Primary aldosteronism (PA) is a major cause of secondary hypertension [1]. Detection of PA is critical because hyperaldosteronism increases the prevalence of cardiovascular complications and metabolic syndrome independent of blood pressure [2,3]. A plasma aldosterone concentration (PAC)/plasma renin activity (PRA) ratio (ARR) is generally used to screen hypertensive patients and confirmatory tests are subsequently performed to make PA diagnosis [1,4]. Adrenal venous sampling (AVS) is needed to clarify the laterality of hyperaldosteronism when patients meet the criteria of PA and they wish the surgical treatment if possible [1,4,5]. However, AVS has several disadvantages including invasiveness, high cost, and difficulty to perform the procedure.
Adrenocorticotropin (ACTH) is a well-known regulator of aldosterone synthesis and secretion as well as angiotensin II and serum potassium levels [6]. ACTH stimulation test (AST) was first established in 1978 [7], when it was shown that PAC responsiveness to ACTH stimulation in PA patients was significantly higher than in essential hypertensive subjects. More recently, studies have assessed the diagnostic accuracy of AST for PA and/or PA subtypes [8,9,10]. However, some studies performed AST during 1-mg dexamethasone suppression (DS) in order to eliminate the action of endogenous ACTH [8,9] while others did not [10]. The effect of 1-mg DS on AST is unclear and assessing this effect is important to perform and precisely evaluate the results of AST. The aim of our study was to elucidate whether PAC responsiveness to ACTH stimulation and the diagnostic accuracy of PA and/or PA subtypes differ between AST with and that without 1-mg DS.

2. Results

The clinical characteristics of the 48 patients (Unilateral-PA, 13; Bilateral-PA, 17; Non-PA, 18) in our study are shown in Table 1. The median age (interquartile range) was 49.2 (43.4–56.5) years and 14 patients (29.2%) were male. The PA group showed higher blood pressure compared with the Non-PA group. The Unilateral-PA (U-PA) group had lower potassium levels and higher urinary potassium excretion than the Bilateral-PA (B-PA) and Non-PA groups.

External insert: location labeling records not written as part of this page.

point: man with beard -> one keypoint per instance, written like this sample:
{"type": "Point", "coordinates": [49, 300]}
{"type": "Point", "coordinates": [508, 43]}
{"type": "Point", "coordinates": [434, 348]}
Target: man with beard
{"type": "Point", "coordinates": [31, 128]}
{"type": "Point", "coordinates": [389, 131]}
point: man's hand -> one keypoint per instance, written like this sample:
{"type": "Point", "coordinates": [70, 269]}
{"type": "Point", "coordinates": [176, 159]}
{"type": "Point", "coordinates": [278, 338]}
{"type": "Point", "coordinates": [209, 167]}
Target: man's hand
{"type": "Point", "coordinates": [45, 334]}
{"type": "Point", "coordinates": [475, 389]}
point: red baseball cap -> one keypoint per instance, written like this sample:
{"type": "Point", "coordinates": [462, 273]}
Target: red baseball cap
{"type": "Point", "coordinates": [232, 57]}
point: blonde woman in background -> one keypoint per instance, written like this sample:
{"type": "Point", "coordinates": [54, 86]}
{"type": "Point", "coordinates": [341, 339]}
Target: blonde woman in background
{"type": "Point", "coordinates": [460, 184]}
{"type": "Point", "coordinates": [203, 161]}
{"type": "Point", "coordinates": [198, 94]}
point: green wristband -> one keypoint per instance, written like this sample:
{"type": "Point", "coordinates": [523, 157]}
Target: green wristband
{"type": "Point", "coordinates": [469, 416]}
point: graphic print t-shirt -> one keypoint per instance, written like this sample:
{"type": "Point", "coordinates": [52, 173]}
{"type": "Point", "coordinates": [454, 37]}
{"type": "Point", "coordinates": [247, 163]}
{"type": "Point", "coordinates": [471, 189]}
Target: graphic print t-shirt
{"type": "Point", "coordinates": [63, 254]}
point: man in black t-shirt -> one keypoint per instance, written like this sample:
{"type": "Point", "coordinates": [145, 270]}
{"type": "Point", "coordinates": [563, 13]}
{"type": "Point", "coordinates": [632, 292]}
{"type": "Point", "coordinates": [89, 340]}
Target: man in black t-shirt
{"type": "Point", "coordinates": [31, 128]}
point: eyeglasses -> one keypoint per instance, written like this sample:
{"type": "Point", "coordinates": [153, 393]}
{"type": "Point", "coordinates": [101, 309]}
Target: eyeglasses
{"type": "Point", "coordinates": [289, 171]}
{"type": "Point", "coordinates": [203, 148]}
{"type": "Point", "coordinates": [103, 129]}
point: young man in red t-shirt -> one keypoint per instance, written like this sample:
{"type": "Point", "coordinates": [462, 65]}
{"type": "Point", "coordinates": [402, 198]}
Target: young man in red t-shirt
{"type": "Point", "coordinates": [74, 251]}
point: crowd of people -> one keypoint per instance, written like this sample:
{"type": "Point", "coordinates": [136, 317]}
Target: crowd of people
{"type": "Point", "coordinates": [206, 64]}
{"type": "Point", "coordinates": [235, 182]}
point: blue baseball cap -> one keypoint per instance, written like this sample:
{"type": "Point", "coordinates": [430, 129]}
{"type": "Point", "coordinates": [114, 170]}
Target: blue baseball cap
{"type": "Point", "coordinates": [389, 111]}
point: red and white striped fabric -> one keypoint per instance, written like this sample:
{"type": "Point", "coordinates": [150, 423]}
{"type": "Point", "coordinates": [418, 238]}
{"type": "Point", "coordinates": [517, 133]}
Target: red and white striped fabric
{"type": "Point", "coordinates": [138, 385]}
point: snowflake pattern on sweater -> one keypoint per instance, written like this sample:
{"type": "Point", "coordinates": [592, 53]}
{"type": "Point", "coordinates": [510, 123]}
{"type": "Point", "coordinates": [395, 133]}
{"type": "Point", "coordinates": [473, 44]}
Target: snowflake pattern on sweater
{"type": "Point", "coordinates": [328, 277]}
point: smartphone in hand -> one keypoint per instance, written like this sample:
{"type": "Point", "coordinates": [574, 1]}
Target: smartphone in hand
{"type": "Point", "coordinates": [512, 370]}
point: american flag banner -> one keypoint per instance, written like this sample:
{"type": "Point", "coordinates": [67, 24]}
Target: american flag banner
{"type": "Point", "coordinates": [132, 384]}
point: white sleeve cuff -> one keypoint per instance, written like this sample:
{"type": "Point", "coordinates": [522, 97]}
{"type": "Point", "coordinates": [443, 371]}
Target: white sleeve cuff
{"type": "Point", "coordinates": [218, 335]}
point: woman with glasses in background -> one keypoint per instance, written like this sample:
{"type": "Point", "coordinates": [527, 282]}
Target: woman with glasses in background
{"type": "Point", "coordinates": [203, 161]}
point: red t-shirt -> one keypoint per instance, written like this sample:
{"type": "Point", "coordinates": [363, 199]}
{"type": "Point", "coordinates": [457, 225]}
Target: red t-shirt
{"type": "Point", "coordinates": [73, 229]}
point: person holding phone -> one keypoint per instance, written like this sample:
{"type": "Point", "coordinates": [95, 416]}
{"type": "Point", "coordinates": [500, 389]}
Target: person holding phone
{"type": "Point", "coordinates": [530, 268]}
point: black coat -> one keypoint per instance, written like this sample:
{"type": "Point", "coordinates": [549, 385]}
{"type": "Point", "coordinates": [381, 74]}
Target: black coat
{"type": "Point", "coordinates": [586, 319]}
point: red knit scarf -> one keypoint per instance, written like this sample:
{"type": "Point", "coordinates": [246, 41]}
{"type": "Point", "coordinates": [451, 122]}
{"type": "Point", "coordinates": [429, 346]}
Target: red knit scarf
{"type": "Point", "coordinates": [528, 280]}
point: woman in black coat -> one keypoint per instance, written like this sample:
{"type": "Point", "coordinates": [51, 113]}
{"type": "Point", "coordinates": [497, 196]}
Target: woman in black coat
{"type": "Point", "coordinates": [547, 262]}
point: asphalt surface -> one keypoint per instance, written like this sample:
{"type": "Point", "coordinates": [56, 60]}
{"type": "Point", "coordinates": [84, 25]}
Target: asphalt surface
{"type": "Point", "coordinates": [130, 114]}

2.1. Aldosterone Responsiveness to ACTH Stimulation with and without Dexamethasone Suppression

There was no significant difference in PAC responsiveness to ACTH stimulation between single (AST alone) and combined (AST under 1-mg DS) tests in any group (Table 2). The maximum value of PAC following AST in the U-PA group was approximately three times and twice that observed in the Non-PA and B-PA group, respectively. This trend was observed regardless of whether AST was conducted under 1-mg DS or not. Cortisol (F) responsiveness to ACTH stimulation was higher at both 30 and 60 min in the single test than the combined test (Table 2). There were significant differences of the increase ratio of PAC (30/0 min) and the PAC/F ratio (30, 60 min) between these two tests only in the U-PA group (Table A1). A significant positive linear relationship was observed between the log of PAC values for the single test and those for the combined test (Figure 1A). We found similar results when we restricted the patients to those diagnosed with PA (Figure 1B).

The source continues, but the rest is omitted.